Facts for Features: Irish American Heritage Month from U.S. Census Bureau

Highly recommended for educators and others: Teacher Man by Frank McCourt, Irish-American author of the memorable Angela's Ashes... currently listening to the audiobook from the Library Reading Room.

Delightful, poignant, wonderful storytelling, and something to say about American education....

Thursday, March 09, 2006

Time for Friday Fun...

Wednesday, March 08, 2006

Spring Break! Woo-hoo!

While the University is on spring break next week, the library will be open from 8:00 am - 4:30 pm, Monday-Friday, March 13 - March 17. The library will reopen on Sunday, March 19, from 6:00 pm - 2 am.

We are closed on Saturday, March 11, Sunday, March 12, and Saturday, March 18.

Tuesday, March 07, 2006

Catching Up With Book, Library, and Blog News...

Recently Heard...

On a recent road trip to Shippensburg (and later, about 15 trips to the grocery store), I enjoyed the following audiobooks from the Reading Room:

47 by Walter Mosley. I am a big fan of Mosley's Easy Rawlins mysteries, but realized this young adult novel would be something quite different. This audiobook, one of Ossie Davis' last performances, is a science fiction slavery novel, if you can conceive of such a thing. 47 is a 14-year old slave in the American south, who is magically mentored by "Tall John," loosely based on High John the Conqueror. Tall John is actually an alien visitor engaged in a struggle against the forces of evil and the threatened destruction of the universe. I could hear the traces of Easy Rawlins' honor and integrity in the character of 47 and the personalities of the other slaves were finely drawn. What a unique adventure! Very different and very enjoyable.

David Sedaris Live at Carnegie Hall. Funny, wicked funny, droll. This reading by Sedaris includes hilarious takes on his sister's secrets, St. Nicholas in the Netherlands, a horrible device called the Stadium Pal that facilitates covert public urination, and a boss with a rubber hand that loses (or gains?) something in French translation. Dryly read/performed by Sedaris to good effect... short and very amusing.

The Jane Austen Book Club by Karen Joy Fowler. The reading club consists of five women and one man (they have decided to tolerate him) and they read only Austen novels. The book is very episodic as vignettes from the lives of each of the members are portrayed and I admit that I was sometimes struggling to remember who was who at first.
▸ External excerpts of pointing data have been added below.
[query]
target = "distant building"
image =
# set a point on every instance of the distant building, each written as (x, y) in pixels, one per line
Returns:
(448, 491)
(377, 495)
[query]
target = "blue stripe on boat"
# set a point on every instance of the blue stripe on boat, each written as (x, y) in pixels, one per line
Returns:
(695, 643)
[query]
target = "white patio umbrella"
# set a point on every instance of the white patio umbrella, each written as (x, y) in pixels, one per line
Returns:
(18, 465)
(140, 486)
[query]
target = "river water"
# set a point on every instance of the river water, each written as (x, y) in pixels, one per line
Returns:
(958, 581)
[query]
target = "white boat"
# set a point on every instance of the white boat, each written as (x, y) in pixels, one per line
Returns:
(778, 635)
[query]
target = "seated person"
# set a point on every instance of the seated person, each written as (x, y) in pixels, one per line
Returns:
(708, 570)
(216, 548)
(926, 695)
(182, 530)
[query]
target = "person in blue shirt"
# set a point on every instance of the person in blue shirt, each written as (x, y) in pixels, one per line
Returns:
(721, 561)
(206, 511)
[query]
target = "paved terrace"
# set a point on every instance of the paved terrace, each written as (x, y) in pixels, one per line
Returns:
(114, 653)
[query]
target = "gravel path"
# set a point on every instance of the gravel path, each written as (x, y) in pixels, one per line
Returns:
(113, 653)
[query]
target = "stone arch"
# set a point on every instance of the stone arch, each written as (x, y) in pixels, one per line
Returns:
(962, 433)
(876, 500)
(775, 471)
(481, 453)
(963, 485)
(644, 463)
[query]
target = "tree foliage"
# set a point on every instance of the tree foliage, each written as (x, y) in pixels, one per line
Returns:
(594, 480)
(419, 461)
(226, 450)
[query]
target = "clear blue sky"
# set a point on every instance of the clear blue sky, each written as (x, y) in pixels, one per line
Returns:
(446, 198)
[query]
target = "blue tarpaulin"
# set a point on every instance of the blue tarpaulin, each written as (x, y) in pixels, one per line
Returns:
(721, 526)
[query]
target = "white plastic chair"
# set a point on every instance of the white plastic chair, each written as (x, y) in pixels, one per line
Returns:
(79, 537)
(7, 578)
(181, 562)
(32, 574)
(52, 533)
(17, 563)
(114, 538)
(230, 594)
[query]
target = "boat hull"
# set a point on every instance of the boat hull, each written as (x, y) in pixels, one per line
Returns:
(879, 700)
Somewhere around Bedford, I figured it out and found myself eager to hear what was happening with: Allegra, the lesbian daughter; Sylvia, her recently separated mother; the delightfully dotty Bernadette; the mysterious male, Grigg; Pruddie the lustful French teacher; and Jocelyn, the dog trainer and seeming leader of the group. Once into the individual accounts, the stories were fascinating as unexpected tales emerged from the people I just stereotyped above. Good beach read maybe, not profound but entertaining.

Monday, March 06, 2006

I Know You Love the Quizzes....

Which literary classic are you?

<-- This would be me: books, libraries, twisted murders, and obscure references.

Thursday, March 02, 2006

Break Out the Tiaras.....

and roll out the red carpet! The Oscars will be broadcast on Sunday evening. The next best thing to being there.... throw on your mink stole and check out some Academy Award winning movies, currently on display in the IMC. Browse past award winners here and browse the IMC collection here or in the online catalog...

I want to thank all of the little people!

Deadline for Marjorie Stephenson Scholarship Approaching....

Applications for the Marjorie Stephenson Scholarship are due by March 15. A complete application consists of two faculty references, a short essay, and the application form. Questions? Please see Melba Tomeo, Sherry Wilson, Jane Smith, or Kathy Manning in the library. You can find more details (and the application) here...

Wednesday, March 01, 2006

Demo and Dessert on Friday....

Librarian Del Hamilton will be demonstrating some of the features of Safari, a useful collection of computer and technology e-books....

AND furnishing a yummy dessert!

Bring your lunch and come and join us in the Special Collections Room on Friday, March 3, at 12:30.

Long Overdue...

Just read about this wonderful exhibit of book art... a collaboration between the Portland Public Library and the Maine College of Art.